In most cases, the person doing a software installation is unlikely to be a Vice President or higher. It’s quite possible that the installer doesn’t even work directly for the company that is supposedly agreeing to whatever terms may be hidden behind the “I Agree” button. In fact, that’s the situation I’m regularly faced with when I install software for a client. The client certainly doesn’t view the “agreement” and may not even know that it exists. The client hasn’t authorised me to negotiate a contract with anyone, only to get some software working. There’s no “meeting of the minds”. The software vendor may think that the client is bound up tight by the terms of the EULA; the client hasn’t agreed to anything and either doesn’t know the EULA exists or doesn’t consider it to have any validity.

Does it matter? Maybe not. It only really matters when one party or the other doesn’t do the right thing. Fortunately, I have honest clients and I’m confident that they will act in an ethical way on an ongoing basis. But will the software vendors do likewise? I don’t know.

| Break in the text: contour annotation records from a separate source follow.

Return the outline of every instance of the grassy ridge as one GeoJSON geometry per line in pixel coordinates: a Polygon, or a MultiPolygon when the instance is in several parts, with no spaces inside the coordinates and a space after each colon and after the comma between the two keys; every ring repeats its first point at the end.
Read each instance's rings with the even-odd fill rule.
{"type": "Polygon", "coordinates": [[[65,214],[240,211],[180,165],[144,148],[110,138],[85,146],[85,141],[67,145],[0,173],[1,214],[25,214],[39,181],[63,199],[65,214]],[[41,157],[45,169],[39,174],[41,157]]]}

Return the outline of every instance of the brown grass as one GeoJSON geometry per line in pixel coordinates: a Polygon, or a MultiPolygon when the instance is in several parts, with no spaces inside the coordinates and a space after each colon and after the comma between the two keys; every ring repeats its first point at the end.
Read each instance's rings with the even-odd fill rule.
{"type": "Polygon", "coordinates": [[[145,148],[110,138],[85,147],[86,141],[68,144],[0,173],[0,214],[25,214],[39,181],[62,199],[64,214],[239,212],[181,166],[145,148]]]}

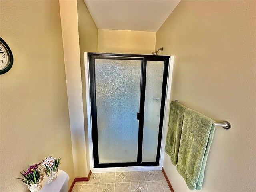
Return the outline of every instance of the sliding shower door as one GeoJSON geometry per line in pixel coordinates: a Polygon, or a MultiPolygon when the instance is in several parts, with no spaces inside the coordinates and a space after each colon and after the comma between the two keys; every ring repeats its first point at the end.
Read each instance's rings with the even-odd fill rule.
{"type": "Polygon", "coordinates": [[[94,167],[159,164],[169,57],[88,55],[94,167]]]}

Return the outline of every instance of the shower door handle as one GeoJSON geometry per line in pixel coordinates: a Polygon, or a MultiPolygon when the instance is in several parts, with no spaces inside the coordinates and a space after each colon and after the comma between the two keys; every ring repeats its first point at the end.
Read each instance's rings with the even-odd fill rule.
{"type": "Polygon", "coordinates": [[[137,113],[137,119],[140,120],[140,113],[137,113]]]}

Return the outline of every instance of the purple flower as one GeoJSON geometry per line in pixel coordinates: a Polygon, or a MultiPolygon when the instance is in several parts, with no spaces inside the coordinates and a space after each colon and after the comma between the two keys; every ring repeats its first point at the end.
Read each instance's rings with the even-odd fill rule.
{"type": "MultiPolygon", "coordinates": [[[[31,166],[30,166],[28,168],[28,171],[26,173],[26,173],[26,174],[27,175],[30,173],[33,173],[34,170],[36,170],[37,169],[38,167],[40,164],[41,164],[41,163],[38,163],[37,164],[36,164],[35,165],[31,165],[31,166]]],[[[24,175],[24,174],[23,174],[23,175],[24,175]]]]}

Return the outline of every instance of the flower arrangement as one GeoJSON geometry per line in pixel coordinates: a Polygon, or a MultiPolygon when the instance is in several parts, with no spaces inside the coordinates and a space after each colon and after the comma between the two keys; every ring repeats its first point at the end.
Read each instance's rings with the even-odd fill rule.
{"type": "Polygon", "coordinates": [[[37,192],[42,187],[41,183],[43,179],[43,175],[41,174],[41,168],[38,167],[41,163],[39,163],[30,166],[26,172],[23,170],[24,173],[20,173],[24,178],[22,180],[26,184],[32,192],[37,192]]]}
{"type": "Polygon", "coordinates": [[[58,160],[52,157],[52,156],[45,157],[46,160],[43,160],[43,165],[44,167],[43,168],[44,172],[46,174],[46,177],[49,179],[47,183],[51,183],[56,179],[57,178],[57,173],[58,169],[60,163],[61,158],[59,157],[58,160]]]}

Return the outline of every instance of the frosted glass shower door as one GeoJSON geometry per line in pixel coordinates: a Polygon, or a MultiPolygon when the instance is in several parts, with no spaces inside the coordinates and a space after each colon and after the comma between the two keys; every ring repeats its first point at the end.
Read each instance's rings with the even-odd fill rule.
{"type": "Polygon", "coordinates": [[[94,167],[159,165],[169,59],[88,53],[94,167]]]}
{"type": "Polygon", "coordinates": [[[164,62],[147,62],[142,161],[156,161],[164,62]]]}
{"type": "Polygon", "coordinates": [[[141,59],[96,59],[99,164],[136,162],[141,59]]]}

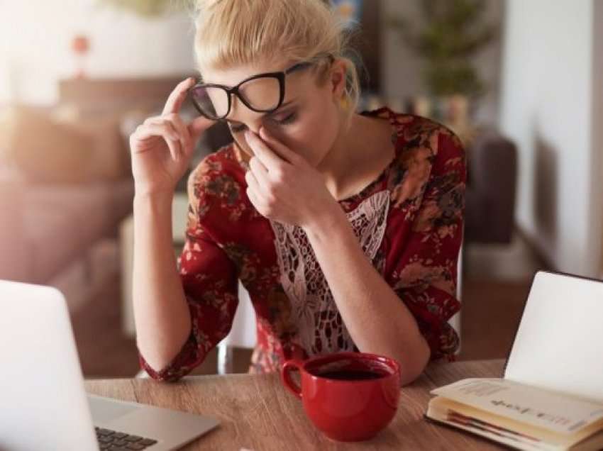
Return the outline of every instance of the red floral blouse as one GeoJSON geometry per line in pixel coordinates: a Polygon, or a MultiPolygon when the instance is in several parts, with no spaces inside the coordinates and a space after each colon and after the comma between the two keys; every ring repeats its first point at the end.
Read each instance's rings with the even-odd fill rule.
{"type": "MultiPolygon", "coordinates": [[[[389,121],[395,157],[340,205],[365,253],[416,320],[431,358],[453,360],[458,337],[448,321],[460,307],[455,292],[466,179],[463,145],[425,118],[385,108],[364,114],[389,121]]],[[[305,233],[262,216],[245,194],[245,172],[231,145],[206,157],[189,179],[179,271],[192,329],[165,368],[155,371],[140,356],[154,379],[187,374],[228,335],[238,280],[257,317],[251,372],[278,370],[293,350],[306,356],[358,350],[305,233]]]]}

Evan Yares, ODA, Autodesk and click-through agreements

I’ve always found it entertaining when the lawyers of CAD companies do their best to make their clients look like total jerks. The opening shots as presented by Evan Yares in his proposed ODA class-action lawsuit indicate that there is another rich source of recreational reading on its way. I’m sure it’s no fun for the lawyer-paying people involved, though.

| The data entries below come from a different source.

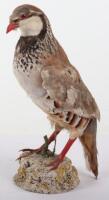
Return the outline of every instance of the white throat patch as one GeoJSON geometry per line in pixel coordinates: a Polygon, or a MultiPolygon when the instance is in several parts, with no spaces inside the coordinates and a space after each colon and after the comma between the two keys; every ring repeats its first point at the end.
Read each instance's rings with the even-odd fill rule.
{"type": "Polygon", "coordinates": [[[20,30],[22,36],[39,35],[43,29],[43,23],[39,16],[33,16],[20,21],[20,30]]]}

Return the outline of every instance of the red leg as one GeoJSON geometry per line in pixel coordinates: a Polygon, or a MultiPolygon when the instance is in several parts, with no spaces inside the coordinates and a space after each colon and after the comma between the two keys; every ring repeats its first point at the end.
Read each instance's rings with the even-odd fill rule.
{"type": "Polygon", "coordinates": [[[70,147],[75,142],[75,140],[76,140],[76,138],[68,140],[68,142],[65,145],[64,149],[62,150],[62,152],[56,157],[56,159],[53,162],[51,162],[48,165],[48,166],[51,166],[50,170],[57,169],[57,167],[59,166],[59,164],[64,160],[66,153],[69,151],[70,147]]]}
{"type": "MultiPolygon", "coordinates": [[[[53,142],[55,139],[56,139],[56,136],[60,133],[61,129],[56,129],[52,135],[48,138],[48,145],[51,144],[51,142],[53,142]]],[[[44,148],[44,145],[43,144],[41,147],[37,148],[37,149],[22,149],[21,151],[23,152],[29,152],[30,154],[31,153],[40,153],[43,148],[44,148]]],[[[28,155],[28,154],[27,154],[28,155]]]]}

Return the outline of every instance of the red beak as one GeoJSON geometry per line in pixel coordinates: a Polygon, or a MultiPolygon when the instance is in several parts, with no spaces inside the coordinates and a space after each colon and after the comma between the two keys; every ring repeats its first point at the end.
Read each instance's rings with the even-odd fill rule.
{"type": "Polygon", "coordinates": [[[18,28],[18,24],[11,23],[8,25],[6,33],[9,33],[10,31],[15,30],[16,28],[18,28]]]}

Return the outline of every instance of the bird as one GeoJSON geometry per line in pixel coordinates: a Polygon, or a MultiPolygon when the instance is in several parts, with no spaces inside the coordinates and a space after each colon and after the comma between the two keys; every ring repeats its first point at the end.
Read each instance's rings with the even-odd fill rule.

You would think that Autodesk would be rubbing its corporate hands together at the prospect of the ODA being distracted like this. Or maybe not, if the bunfight throws up more little gems like this:

Autodesk had at least once gone to the ODA website, agreed to the click-through membership agreement, received their access password via email, downloaded each and every library on the ODA’s website, then denied they did it. (The ensuing conversation about this, between the ODA and Autodesk, was pretty interesting, to say the least.)

If that’s true (and I would welcome evidence from either party) it certainly puts an interesting slant on what Autodesk thinks about the enforceability of click-through agreements.

On a related subject, see the polls on the right. There has been one running for a while about whether you even read such “agreements”, and I’ve added two more. They ask if you feel morally and legally bound by the terms that lie under that “let me get on with the installation” button.